There are two commonly used cost improvement curve theories: unit cost theory and cumulative average cost theory. Ideally, analysts develop the cost improvement curve by analyzing unit cost data. However, it is common that instead of unit costs, analysts must develop the cost improvement curve from lot cost data. An essential step in this process is to estimate the theoretical lot midpoints for each lot, to proceed with the curve-fitting process. Lot midpoints are generally associated with unit cost theory, where the midpoint is always within the lot. The more general lot plot point term is used in the context of both the unit cost and cumulative average cost theories. Many research papers have been published on cost improvement curves, including several that discuss estimating the lot midpoint. A two-term formula has traditionally been used as a useful approximation to derive the lot total cost, as well as the lot midpoint under unit cost theory (see SCEA, 2002–2011; CEBoK, Module 7). There is, however, a more accurate six-term formula to better approximate the lot total cost and lot midpoint. This increase in accuracy may be substantial for high-cost items or an aggregated estimate, consisting of many cost improvement curve-related items. The more accurate formula can also impact cost uncertainty analysis results, especially when thousands of iterations are performed. This article describes how to derive and use lot plot points for both the unit cost and cumulative average cost theories.
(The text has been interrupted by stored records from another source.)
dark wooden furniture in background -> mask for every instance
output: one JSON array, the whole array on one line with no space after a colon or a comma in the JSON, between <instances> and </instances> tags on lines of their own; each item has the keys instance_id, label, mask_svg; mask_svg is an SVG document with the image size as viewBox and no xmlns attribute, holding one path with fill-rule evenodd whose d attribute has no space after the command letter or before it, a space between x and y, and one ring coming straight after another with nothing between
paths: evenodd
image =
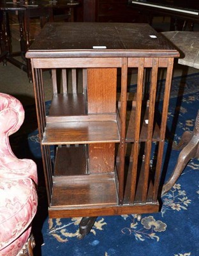
<instances>
[{"instance_id":1,"label":"dark wooden furniture in background","mask_svg":"<svg viewBox=\"0 0 199 256\"><path fill-rule=\"evenodd\" d=\"M139 11L140 16L147 17L149 24L157 15L170 17L170 31L185 29L188 22L191 22L193 29L194 22L199 22L198 0L128 0L128 2L129 6Z\"/></svg>"},{"instance_id":2,"label":"dark wooden furniture in background","mask_svg":"<svg viewBox=\"0 0 199 256\"><path fill-rule=\"evenodd\" d=\"M138 13L128 6L127 0L82 0L83 20L100 22L135 22Z\"/></svg>"},{"instance_id":3,"label":"dark wooden furniture in background","mask_svg":"<svg viewBox=\"0 0 199 256\"><path fill-rule=\"evenodd\" d=\"M30 63L25 58L25 54L31 45L31 20L39 19L42 28L47 21L54 21L57 11L62 10L64 13L66 13L68 21L74 21L74 8L78 5L79 2L75 0L72 2L70 0L58 0L54 3L44 0L32 0L30 3L0 0L0 60L9 61L26 72L29 80L32 81ZM9 20L9 15L11 13L17 15L19 23L20 50L17 52L12 52ZM22 61L15 58L18 56L21 56Z\"/></svg>"},{"instance_id":4,"label":"dark wooden furniture in background","mask_svg":"<svg viewBox=\"0 0 199 256\"><path fill-rule=\"evenodd\" d=\"M80 227L84 236L95 216L158 211L177 51L147 24L48 23L26 56L34 71L50 218L85 217ZM158 110L157 81L163 68L164 99ZM46 68L52 70L54 88L48 113L42 78ZM66 83L71 68L72 89ZM135 93L128 87L131 68L137 71ZM149 69L151 77L146 93ZM76 71L82 76L82 84L77 85ZM62 74L61 93L58 72ZM159 111L161 118L157 120ZM54 153L50 146L54 147Z\"/></svg>"},{"instance_id":5,"label":"dark wooden furniture in background","mask_svg":"<svg viewBox=\"0 0 199 256\"><path fill-rule=\"evenodd\" d=\"M179 64L199 69L199 32L168 31L162 34L169 39L181 52ZM193 158L199 157L199 109L193 131L185 131L174 149L182 150L173 173L163 186L162 195L170 190Z\"/></svg>"}]
</instances>

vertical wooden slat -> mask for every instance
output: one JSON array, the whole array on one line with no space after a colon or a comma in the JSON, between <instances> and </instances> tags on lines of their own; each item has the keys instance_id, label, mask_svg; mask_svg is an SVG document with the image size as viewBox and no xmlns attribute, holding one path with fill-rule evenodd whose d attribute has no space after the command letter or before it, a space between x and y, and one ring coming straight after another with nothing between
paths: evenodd
<instances>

We describe how the analyst can use lot plot points to construct prediction intervals for cost uncertainty analysis. This approach is more efficient and appropriate than using the unit cost curve directly. In addition, this article will (1) detail an iterative, two-step regression method to implement the six-term formula, (2) describe the advantages of generating the lot plot points for cost improvement curves, (3) recommend an iterative (not direct) approach to fit a cost improvement curve under cumulative average theory, and (4) compare cost improvement curves derived using the two-step regression method with cost improvement curves generated by the simultaneous minimization process. Different error term assumptions and realistic examples are also discussed. In the example section, we show why the goodness-of-fit measures alone should not be used for selecting a best model, especially when either the fit spaces or the dependent variables are different.